İÇ HABERLER
okuma süresi: 8 dak.

Doğanın Genç Savunucuları: Ülkemiz için elimizden geleni yapmaya hazırız, aynı gayreti yetkililerden de bekliyoruz

Doğanın Genç Savunucuları: Ülkemiz için elimizden geleni yapmaya hazırız, aynı gayreti yetkililerden de bekliyoruz

Hala Sultan İlahiyat Koleji öğretmen ve öğrencilerinden, ‘Doğanın Genç Savunucuları’ kuraklıkla ilgili yaptıkları çalışmaları açıkladı. Savunucular, alanda yetkili kişilerin önlem almasını talep etti.

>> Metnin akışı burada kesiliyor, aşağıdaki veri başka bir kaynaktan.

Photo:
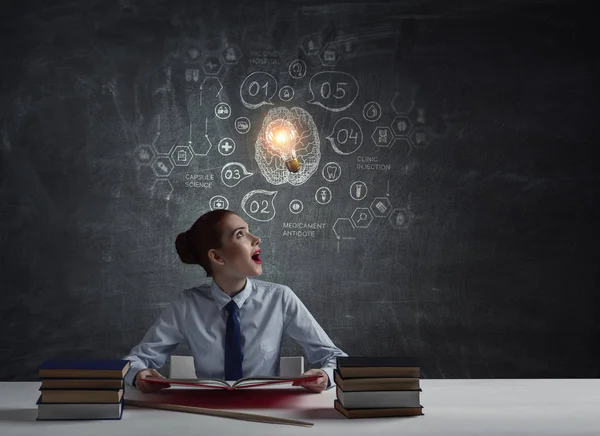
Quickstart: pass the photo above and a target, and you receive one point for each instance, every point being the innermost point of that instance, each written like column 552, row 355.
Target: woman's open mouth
column 256, row 257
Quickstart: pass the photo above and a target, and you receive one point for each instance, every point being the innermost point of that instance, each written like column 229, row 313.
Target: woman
column 235, row 324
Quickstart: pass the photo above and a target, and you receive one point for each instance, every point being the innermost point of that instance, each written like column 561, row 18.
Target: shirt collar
column 222, row 299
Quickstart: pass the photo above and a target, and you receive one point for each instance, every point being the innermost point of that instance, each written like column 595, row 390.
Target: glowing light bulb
column 282, row 138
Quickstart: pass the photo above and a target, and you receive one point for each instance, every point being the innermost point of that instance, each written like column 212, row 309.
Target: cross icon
column 226, row 146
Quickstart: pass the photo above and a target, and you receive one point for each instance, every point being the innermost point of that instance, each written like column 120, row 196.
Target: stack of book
column 369, row 387
column 82, row 389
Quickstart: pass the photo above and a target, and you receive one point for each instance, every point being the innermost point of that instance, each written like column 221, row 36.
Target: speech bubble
column 333, row 90
column 258, row 89
column 233, row 173
column 346, row 136
column 258, row 204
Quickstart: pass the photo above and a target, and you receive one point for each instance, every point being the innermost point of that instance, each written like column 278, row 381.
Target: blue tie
column 233, row 344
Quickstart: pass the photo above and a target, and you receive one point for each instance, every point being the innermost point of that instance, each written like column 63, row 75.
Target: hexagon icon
column 231, row 54
column 383, row 136
column 344, row 229
column 211, row 64
column 330, row 55
column 162, row 166
column 361, row 217
column 401, row 126
column 419, row 138
column 381, row 207
column 182, row 155
column 144, row 154
column 162, row 188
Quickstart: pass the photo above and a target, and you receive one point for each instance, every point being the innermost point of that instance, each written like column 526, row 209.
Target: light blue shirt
column 198, row 317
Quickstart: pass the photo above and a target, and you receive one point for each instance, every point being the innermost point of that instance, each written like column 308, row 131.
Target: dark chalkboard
column 446, row 205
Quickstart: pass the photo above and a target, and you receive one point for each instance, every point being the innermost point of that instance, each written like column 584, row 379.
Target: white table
column 452, row 407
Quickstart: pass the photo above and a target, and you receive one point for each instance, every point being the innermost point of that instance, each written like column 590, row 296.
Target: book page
column 215, row 382
column 267, row 380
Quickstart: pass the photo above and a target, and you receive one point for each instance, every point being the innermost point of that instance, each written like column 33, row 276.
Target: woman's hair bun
column 184, row 249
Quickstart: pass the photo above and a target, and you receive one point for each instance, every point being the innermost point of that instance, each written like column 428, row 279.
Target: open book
column 246, row 382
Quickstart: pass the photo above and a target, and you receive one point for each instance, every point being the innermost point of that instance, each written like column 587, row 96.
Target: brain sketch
column 308, row 148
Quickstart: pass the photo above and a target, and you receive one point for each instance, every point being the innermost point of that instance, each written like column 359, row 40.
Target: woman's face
column 239, row 256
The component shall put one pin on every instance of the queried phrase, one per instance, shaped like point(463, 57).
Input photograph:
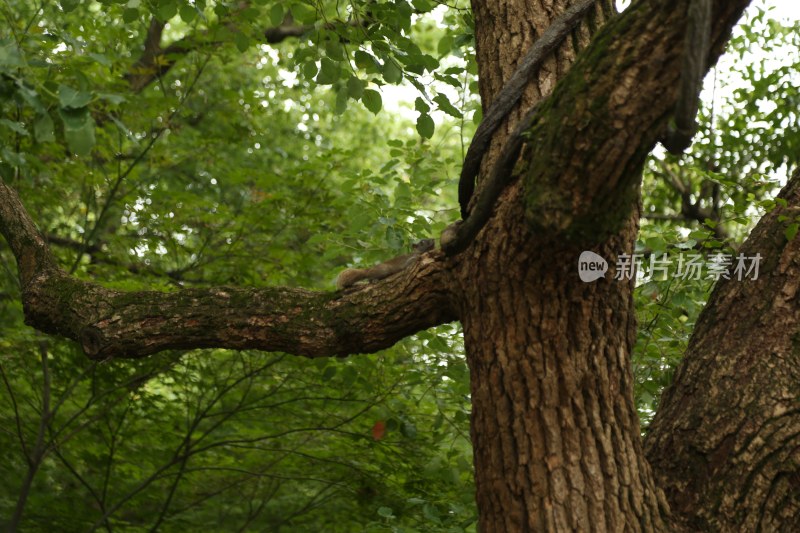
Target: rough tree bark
point(725, 442)
point(556, 438)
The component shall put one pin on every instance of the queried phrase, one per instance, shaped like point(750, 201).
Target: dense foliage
point(256, 158)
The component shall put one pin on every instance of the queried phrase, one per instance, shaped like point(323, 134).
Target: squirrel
point(351, 276)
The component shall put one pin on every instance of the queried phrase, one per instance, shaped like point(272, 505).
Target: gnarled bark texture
point(725, 442)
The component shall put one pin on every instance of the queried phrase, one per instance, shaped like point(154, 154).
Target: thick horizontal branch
point(109, 323)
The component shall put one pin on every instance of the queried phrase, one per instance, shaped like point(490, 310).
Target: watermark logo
point(591, 266)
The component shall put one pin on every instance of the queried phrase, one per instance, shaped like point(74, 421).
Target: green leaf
point(16, 127)
point(328, 72)
point(31, 97)
point(188, 13)
point(355, 88)
point(43, 128)
point(276, 15)
point(341, 102)
point(81, 141)
point(423, 6)
point(425, 126)
point(445, 45)
point(365, 61)
point(334, 50)
point(791, 231)
point(241, 41)
point(391, 73)
point(113, 99)
point(166, 10)
point(130, 14)
point(445, 105)
point(385, 512)
point(310, 70)
point(74, 119)
point(10, 56)
point(69, 98)
point(304, 13)
point(69, 5)
point(372, 100)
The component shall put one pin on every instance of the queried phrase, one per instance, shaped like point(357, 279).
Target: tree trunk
point(554, 430)
point(725, 442)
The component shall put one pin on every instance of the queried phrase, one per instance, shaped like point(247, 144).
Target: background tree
point(200, 125)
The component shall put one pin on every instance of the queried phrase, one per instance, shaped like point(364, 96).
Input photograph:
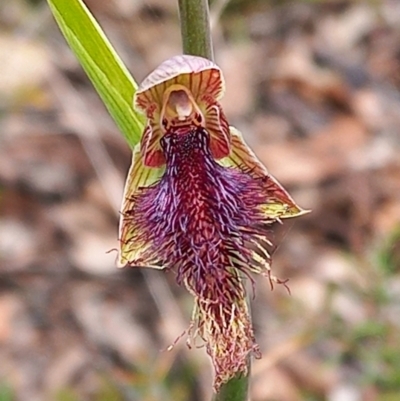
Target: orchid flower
point(199, 203)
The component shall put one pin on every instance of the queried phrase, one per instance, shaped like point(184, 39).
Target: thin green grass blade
point(105, 69)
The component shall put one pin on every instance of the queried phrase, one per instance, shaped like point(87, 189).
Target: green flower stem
point(196, 40)
point(195, 28)
point(235, 390)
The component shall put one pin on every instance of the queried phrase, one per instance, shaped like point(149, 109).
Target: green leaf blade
point(101, 63)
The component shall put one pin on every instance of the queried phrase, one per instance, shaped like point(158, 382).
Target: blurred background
point(314, 87)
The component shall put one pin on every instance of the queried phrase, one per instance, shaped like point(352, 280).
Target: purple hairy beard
point(205, 221)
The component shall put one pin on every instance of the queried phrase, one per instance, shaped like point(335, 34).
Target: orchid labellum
point(198, 202)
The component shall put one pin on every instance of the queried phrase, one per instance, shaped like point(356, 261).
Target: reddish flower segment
point(198, 202)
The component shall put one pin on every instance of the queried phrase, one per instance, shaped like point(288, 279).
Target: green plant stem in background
point(101, 63)
point(196, 40)
point(195, 28)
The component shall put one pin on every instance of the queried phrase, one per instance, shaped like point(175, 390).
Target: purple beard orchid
point(198, 201)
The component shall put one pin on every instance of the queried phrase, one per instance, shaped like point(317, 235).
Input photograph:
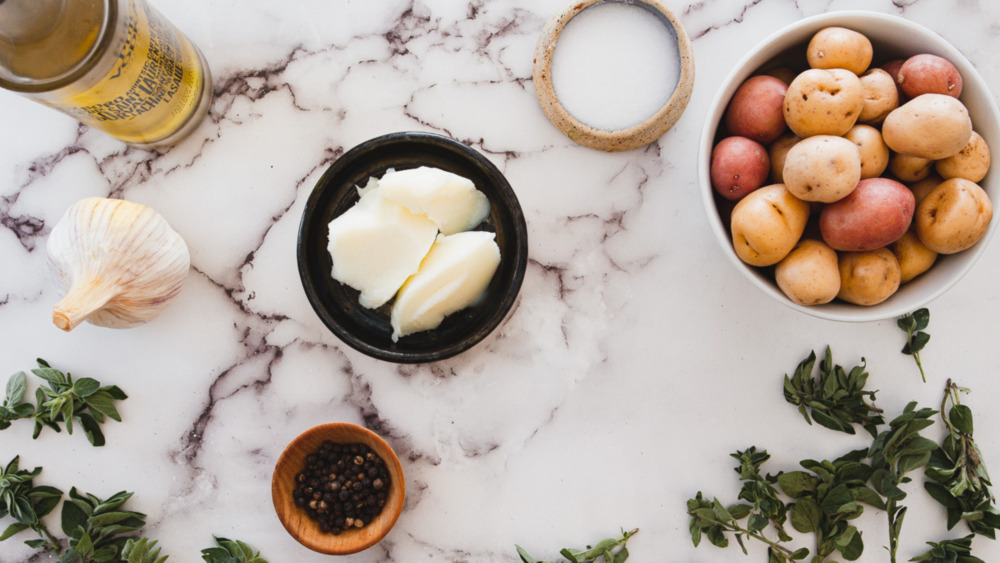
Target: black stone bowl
point(369, 330)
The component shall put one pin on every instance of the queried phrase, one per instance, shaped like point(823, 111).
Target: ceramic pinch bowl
point(635, 136)
point(295, 520)
point(892, 38)
point(369, 330)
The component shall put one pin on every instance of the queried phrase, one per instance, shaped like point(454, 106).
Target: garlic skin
point(120, 262)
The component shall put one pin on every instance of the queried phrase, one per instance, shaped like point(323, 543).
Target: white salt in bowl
point(892, 38)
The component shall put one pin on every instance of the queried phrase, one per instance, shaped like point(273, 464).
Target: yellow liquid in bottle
point(150, 87)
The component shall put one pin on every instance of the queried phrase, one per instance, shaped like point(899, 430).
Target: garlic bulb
point(120, 263)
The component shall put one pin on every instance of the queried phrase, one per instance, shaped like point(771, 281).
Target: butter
point(377, 244)
point(452, 202)
point(453, 276)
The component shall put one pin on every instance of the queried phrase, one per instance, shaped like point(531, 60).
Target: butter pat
point(377, 244)
point(452, 202)
point(453, 276)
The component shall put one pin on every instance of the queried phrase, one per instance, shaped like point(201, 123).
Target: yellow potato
point(838, 47)
point(822, 168)
point(823, 102)
point(809, 275)
point(931, 126)
point(914, 258)
point(953, 216)
point(766, 225)
point(874, 152)
point(971, 163)
point(869, 277)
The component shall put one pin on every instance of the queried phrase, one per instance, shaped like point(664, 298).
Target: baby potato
point(909, 168)
point(822, 168)
point(953, 216)
point(823, 102)
point(739, 166)
point(929, 74)
point(932, 126)
point(778, 150)
point(875, 214)
point(971, 163)
point(838, 47)
point(880, 96)
point(755, 110)
point(914, 258)
point(809, 275)
point(874, 152)
point(766, 224)
point(869, 277)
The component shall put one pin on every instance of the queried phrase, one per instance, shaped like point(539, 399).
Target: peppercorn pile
point(342, 486)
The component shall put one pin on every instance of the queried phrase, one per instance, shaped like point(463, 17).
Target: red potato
point(755, 110)
point(929, 74)
point(875, 214)
point(739, 166)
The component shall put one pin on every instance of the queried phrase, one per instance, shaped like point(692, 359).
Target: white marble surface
point(635, 360)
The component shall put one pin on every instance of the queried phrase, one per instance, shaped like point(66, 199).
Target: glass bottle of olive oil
point(115, 65)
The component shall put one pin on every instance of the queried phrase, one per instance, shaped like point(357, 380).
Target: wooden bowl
point(305, 530)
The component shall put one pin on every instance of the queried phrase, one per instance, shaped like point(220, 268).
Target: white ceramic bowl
point(892, 38)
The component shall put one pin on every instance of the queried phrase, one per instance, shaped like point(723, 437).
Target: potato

Yayın Tarihi: 10/05/24 15:13
okuma süresi: 8 dak.
Doğanın Genç Savunucuları: Ülkemiz için elimizden geleni yapmaya hazırız, aynı gayreti yetkililerden de bekliyoruz

Hala Sultan İlahiyat Koleji öğretmen ve öğrencileri 21. yüzyılın en önemli sorunlarından biri olan kuraklıkla ilgili çözüm önerileri sundu, yetkilileri önlem almaya çağırdı.

Doğanın savunucuları konuyla ilgili yaptıkları açıklamada, “Biz gençler olarak ülkemiz için elimizden geleni yapmaya hazırız, aynı gayreti yetkililerden de bekliyoruz” ifadelerini kullandı.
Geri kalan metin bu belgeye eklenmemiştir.